Along with certain lifestyle changes recommended by the physician a patient can overcome panic attacks.

Here are ways how to handle a panic attack:

Use deep breathing

While hyperventilating is a symptom of panic attacks that can increase fear, deep breathing can reduce symptoms of panic during an attack.

Recognize that you’re having a panic attack

By recognizing that you’re having a panic attack instead of a heart attack, you can remind yourself that this is temporary, it will pass, and that you’re OK.

Close your eyes

Some panic attacks come from triggers that overwhelm you. If you’re in a fast-paced environment with a lot of stimuli, this can feed your panic attack.

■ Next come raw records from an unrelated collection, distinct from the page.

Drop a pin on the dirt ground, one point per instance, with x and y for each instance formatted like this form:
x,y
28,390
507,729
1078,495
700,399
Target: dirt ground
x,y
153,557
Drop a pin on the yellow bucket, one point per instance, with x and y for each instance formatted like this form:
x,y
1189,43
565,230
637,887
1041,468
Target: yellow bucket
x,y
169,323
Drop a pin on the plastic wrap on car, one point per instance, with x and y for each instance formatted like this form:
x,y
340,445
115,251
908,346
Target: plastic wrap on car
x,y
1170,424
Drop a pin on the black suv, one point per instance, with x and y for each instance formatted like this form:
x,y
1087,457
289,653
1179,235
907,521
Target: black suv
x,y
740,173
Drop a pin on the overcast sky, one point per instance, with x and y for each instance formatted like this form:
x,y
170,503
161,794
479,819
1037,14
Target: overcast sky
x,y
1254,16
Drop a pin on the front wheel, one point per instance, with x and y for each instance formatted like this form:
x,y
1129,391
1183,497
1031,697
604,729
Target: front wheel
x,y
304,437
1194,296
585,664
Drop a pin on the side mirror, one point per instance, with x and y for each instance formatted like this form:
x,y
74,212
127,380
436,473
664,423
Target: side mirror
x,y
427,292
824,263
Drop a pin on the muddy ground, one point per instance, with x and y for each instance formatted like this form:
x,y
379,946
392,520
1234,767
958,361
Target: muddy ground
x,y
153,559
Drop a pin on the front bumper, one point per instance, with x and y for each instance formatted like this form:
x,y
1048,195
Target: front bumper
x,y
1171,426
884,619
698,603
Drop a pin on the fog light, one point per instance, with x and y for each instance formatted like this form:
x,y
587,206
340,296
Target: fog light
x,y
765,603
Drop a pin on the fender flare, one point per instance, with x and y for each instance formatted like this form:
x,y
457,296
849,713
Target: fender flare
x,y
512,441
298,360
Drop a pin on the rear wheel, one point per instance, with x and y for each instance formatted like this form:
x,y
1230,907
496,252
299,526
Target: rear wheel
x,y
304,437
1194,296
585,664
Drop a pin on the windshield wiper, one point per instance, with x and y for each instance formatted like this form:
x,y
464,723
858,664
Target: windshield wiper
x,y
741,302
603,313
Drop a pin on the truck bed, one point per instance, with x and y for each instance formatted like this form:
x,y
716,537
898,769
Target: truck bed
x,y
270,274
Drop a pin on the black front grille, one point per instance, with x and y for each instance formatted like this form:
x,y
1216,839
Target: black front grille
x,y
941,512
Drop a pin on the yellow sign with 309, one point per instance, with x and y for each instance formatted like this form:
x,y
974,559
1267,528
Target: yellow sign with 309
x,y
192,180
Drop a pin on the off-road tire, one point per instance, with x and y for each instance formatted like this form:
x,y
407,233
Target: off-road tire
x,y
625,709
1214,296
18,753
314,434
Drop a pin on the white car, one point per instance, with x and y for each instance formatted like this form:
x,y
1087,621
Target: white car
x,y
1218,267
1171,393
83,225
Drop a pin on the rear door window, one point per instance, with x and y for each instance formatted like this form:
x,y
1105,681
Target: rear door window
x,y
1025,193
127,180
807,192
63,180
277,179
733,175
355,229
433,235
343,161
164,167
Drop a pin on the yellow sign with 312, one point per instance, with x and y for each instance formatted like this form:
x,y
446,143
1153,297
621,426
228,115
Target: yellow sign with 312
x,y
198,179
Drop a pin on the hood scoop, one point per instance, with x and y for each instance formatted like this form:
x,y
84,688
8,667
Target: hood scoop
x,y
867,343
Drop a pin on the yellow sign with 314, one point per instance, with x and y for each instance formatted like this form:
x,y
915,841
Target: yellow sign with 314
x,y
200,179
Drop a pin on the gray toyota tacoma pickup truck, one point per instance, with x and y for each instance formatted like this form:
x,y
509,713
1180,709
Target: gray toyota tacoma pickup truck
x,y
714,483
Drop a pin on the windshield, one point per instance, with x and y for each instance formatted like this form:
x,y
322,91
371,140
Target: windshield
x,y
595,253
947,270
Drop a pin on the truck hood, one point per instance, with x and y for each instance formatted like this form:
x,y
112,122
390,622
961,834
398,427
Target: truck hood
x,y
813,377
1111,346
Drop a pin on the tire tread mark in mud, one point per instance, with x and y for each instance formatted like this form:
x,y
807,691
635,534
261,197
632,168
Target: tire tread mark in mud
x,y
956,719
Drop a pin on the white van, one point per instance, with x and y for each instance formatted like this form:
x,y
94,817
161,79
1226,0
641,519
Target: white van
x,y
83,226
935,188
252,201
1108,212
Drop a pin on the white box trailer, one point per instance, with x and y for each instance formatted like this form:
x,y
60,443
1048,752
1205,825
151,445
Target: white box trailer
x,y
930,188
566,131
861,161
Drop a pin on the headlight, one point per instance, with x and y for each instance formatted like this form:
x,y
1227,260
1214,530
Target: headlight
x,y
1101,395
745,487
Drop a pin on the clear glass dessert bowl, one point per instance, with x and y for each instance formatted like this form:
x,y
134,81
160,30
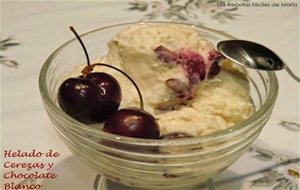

Practice mindfulness or Diversion

  • Mindfulness can help ground you in the reality of what’s around you. Since panic attacks can cause a feeling of detachment or separation from reality, this can combat your panic attack as it’s approaching or actually happening.
  • Focus on an object. Pick and object and examine its details carefully.
  • Use muscle relaxation techniques
  • Imagine your happy place in mind. A beach, the clouds, garden, library? Close your eyes, sit back and try to enjoy it.
  • Keep chanting a mantra like, ‘all is well’, ‘this too shall pass’, ‘I’m okay, I’m okay’.

Engage in light exercise

Endorphins keep the blood pumping in exactly the right away. It can help flood our body with endorphins, which can improve our mood.

Keep lavender on hand

Lavender is known for being soothing and stress-relieving. It can help your body relax. If you know you’re prone to panic attacks, keep some lavender essential oil on hand and put some on your forearms when you experience a panic attack.

How can panic attacks be prevented?

As the saying goes, prevention is better than cure. Most panic attacks are unpredictable. As a result, preventing them can be challenging. a

But you can take some steps to enhance your overall well-being and lower your risk of panic attacks. For example, it’s important to lead an overall healthy lifestyle by:

  • eating a well-balanced diet
  • exercising regularly
  • getting enough sleep
  • taking steps to reduce stress

The Verdict

Overall, there is not one approach that works for everyone. Give different methods a try to determine what works for you. Even though there is not a cure for panic disorder, you can still experience long-term improvements by finding the combination of treatments that is effective for you.